Après que Thanos a, grâce au gantelet orné des six Pierres d'Infinité, exterminé la moitié des êtres de l'univers, les Avengers survivants tentent de se rassembler. Il faudra attendre cinq ans que Ans-Man sorte accidentellement de l'infiniment petit quantique, pour que Tony Stark accepte de joindre ses forces à leur plan fou : remonter dans le temps afin d'empêcher Thanos de s'emparer des Pierres…

Où l'ensemble des fils et arcs narratifs laissés en suspens depuis 21 films et trois phases par les différentes franchises Marvel sont appelés à se boucler. Mais de même qu'« il faut savoir finir une grève » comme disait Thorez, mettre un terme à un cycle ne s'improvise pas. Avengers : Infinity War (2018) avait laissé entrevoir une bienheureuse inflexion dans la série : à la surenchère de combats de colosses numériques entrelardés de punchlines boutonneuses (Captain America Civil War), avait succédé une dimension plus sombre, volontiers introspective grâce à l'intégration de Thanos. Un antagoniste moins manichéen qu'il y semblait, semant une mort arbitraire à des fins sélectives quasi-darwiniennes — voire écologiques si l'on fore un peu sous son derme mauve. Un genre de personnage à la Magnéto — pour trouver un équivalent du côté X-Men, où la composante psychologique a toujours été plus fouillée — conscient de la désolation qu'il sème autant que de la nécessité d'accomplir une destinée le dépassant ; d'être le simple véhicule du fatum

Endgame poursuit sur cette ligne non pas droite, mais courbe, sans doute afin d'épouser les contours de l'espace-temps que cette histoire s'amuse, en bon objet de pop culture, à nouer et désentrelacer à l'envi, sans se priver de jouer des paradoxes temporels que ces “ruptures du continuum“ ne manquent pas de produire. Jeu de rebond tout d'abord à l'attention des aficionados de ces histoires d'horloges contrariées, les titres de ces fictions sont explicitement cités comme des sources scientifiques (Retour vers le futur, etc.) ; jeu intertextuel ensuite lorsque les boucles narratives font se rejouer une séquence (comme dans… Retour vers le futur, encore, ou Terminator Genesys). Mais cette manipulation ludique, on le sait, n'est jamais sans conséquences sur le passé comme sur le futur et les interférences qu'elle suscite causent d'inévitables dégradations. Ce que les Avengers rectifient, ils le paient autrement — d'ailleurs, la phrase-clef du film est sans nul doute celle que lâche un Tony Stark plus philosophe (et “thanosien“) que jamais : « le temps se venge ».

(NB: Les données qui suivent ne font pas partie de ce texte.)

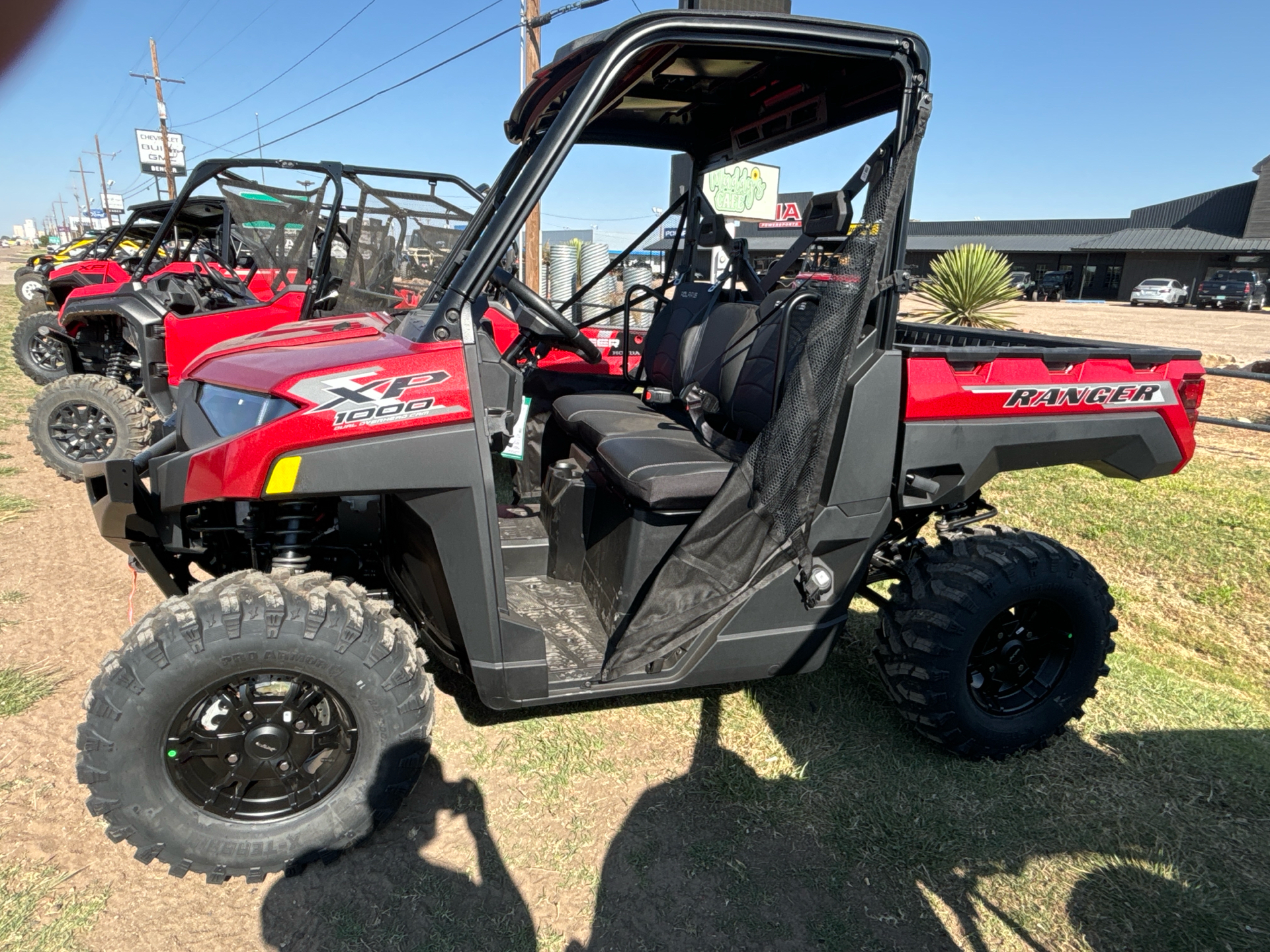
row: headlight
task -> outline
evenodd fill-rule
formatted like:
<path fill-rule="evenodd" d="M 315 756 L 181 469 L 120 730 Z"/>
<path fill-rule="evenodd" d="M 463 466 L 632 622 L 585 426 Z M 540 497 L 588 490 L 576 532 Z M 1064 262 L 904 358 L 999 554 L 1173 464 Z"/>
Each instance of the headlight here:
<path fill-rule="evenodd" d="M 198 405 L 222 437 L 234 437 L 300 409 L 282 397 L 230 390 L 215 383 L 204 383 L 199 388 Z"/>

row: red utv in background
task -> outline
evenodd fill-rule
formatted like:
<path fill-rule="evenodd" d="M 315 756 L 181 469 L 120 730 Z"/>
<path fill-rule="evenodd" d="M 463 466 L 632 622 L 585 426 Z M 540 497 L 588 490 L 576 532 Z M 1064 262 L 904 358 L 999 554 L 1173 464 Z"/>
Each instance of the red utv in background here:
<path fill-rule="evenodd" d="M 307 189 L 276 184 L 306 176 Z M 438 184 L 453 194 L 438 195 Z M 97 263 L 99 283 L 75 277 L 58 326 L 42 325 L 43 360 L 65 373 L 32 405 L 36 452 L 77 480 L 85 461 L 131 458 L 160 435 L 185 366 L 210 345 L 315 315 L 417 305 L 479 202 L 439 173 L 202 162 L 145 251 Z"/>

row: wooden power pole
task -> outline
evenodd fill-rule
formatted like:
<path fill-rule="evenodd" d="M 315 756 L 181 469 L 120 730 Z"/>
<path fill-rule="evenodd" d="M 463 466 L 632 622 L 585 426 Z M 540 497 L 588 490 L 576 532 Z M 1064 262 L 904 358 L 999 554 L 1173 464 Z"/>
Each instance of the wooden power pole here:
<path fill-rule="evenodd" d="M 84 211 L 80 212 L 80 231 L 86 231 L 88 228 L 84 225 L 84 220 L 93 217 L 91 215 L 89 215 L 89 211 L 88 211 L 89 207 L 91 207 L 93 201 L 89 198 L 88 175 L 84 174 L 84 159 L 83 157 L 79 160 L 79 166 L 80 166 L 80 184 L 84 187 Z M 74 173 L 75 170 L 71 169 L 71 171 Z M 107 202 L 107 204 L 109 204 L 109 199 L 103 199 L 103 201 Z M 113 225 L 114 222 L 110 222 L 110 223 Z"/>
<path fill-rule="evenodd" d="M 114 156 L 118 155 L 118 152 L 103 152 L 102 151 L 102 140 L 98 138 L 97 135 L 94 135 L 93 136 L 93 151 L 90 152 L 90 151 L 88 151 L 85 149 L 84 150 L 84 155 L 95 155 L 97 156 L 97 170 L 102 175 L 102 211 L 105 213 L 105 223 L 107 225 L 114 225 L 114 213 L 110 211 L 110 199 L 107 198 L 107 195 L 109 194 L 109 188 L 105 184 L 105 164 L 102 161 L 102 156 L 103 155 L 108 155 L 108 156 L 110 156 L 113 159 Z M 84 160 L 80 159 L 80 174 L 83 174 L 83 173 L 84 173 Z M 84 203 L 88 204 L 91 208 L 93 202 L 88 197 L 88 183 L 86 182 L 84 183 L 84 193 L 85 193 L 84 194 Z M 93 216 L 90 213 L 89 218 L 91 218 L 91 217 Z"/>
<path fill-rule="evenodd" d="M 128 75 L 140 80 L 155 81 L 155 103 L 159 105 L 159 138 L 163 140 L 163 169 L 168 176 L 168 198 L 175 198 L 177 176 L 171 174 L 171 150 L 168 149 L 168 105 L 163 102 L 163 84 L 180 83 L 184 85 L 185 80 L 159 75 L 159 50 L 155 47 L 154 37 L 150 37 L 150 66 L 152 72 L 149 76 L 144 72 L 130 72 Z"/>
<path fill-rule="evenodd" d="M 533 80 L 533 74 L 538 71 L 538 65 L 542 58 L 542 28 L 536 25 L 530 25 L 533 23 L 540 13 L 538 0 L 525 0 L 525 76 L 521 81 L 521 89 L 523 90 Z M 541 274 L 541 258 L 542 258 L 542 206 L 536 204 L 530 212 L 530 217 L 525 220 L 525 283 L 528 284 L 533 291 L 542 292 L 538 287 L 538 275 Z"/>

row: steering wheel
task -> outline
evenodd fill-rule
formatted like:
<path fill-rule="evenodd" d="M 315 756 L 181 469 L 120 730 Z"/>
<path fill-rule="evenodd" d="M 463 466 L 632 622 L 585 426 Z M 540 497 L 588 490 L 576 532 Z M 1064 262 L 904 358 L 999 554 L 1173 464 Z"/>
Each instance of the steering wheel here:
<path fill-rule="evenodd" d="M 243 283 L 243 279 L 237 274 L 234 274 L 234 272 L 230 272 L 230 274 L 234 274 L 234 283 L 231 284 L 224 274 L 221 274 L 216 268 L 208 264 L 207 255 L 199 251 L 197 253 L 196 258 L 198 258 L 198 263 L 203 265 L 208 281 L 211 281 L 212 284 L 218 287 L 230 297 L 236 297 L 240 300 L 246 297 L 255 297 L 255 294 L 251 294 L 250 291 L 248 291 L 246 284 Z"/>
<path fill-rule="evenodd" d="M 505 288 L 521 302 L 521 306 L 528 311 L 532 311 L 536 316 L 541 317 L 544 321 L 550 324 L 558 331 L 560 331 L 569 345 L 577 350 L 582 359 L 587 363 L 603 363 L 605 355 L 599 353 L 597 348 L 582 329 L 554 308 L 550 302 L 538 294 L 538 292 L 531 289 L 525 282 L 517 278 L 508 270 L 503 268 L 495 268 L 491 277 L 493 282 L 503 288 Z M 522 333 L 526 333 L 522 329 Z"/>

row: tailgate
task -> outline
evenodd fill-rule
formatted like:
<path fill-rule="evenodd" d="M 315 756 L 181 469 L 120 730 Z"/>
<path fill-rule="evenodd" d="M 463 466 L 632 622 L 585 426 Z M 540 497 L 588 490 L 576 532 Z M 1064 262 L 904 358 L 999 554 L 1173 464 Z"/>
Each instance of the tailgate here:
<path fill-rule="evenodd" d="M 906 505 L 960 501 L 997 472 L 1039 466 L 1143 480 L 1195 452 L 1199 352 L 921 325 L 899 339 L 902 472 L 940 485 L 907 489 Z"/>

Temps qu'il y aura des surhommes (et des surfemmes)

Or si le temps se venge ici, c'est qu'il n'a jamais été aussi présent, ressenti, éprouvé ou accepté par les personnages. Et la sensation de perte définitive intégrée dans ce monde où la métamorphose est reine, mais le vieillissement ou la mort en général bannis. Endgame, c'est d'un certain point de vue la fin de la récréation, la fin de la labilité et le début de la stabilité. Une parenthèse qui se ferme et le cours de choses “normales“ reprend son cours, bercé par une douce mélancolie — Jean d'Ormesson aurait adoré !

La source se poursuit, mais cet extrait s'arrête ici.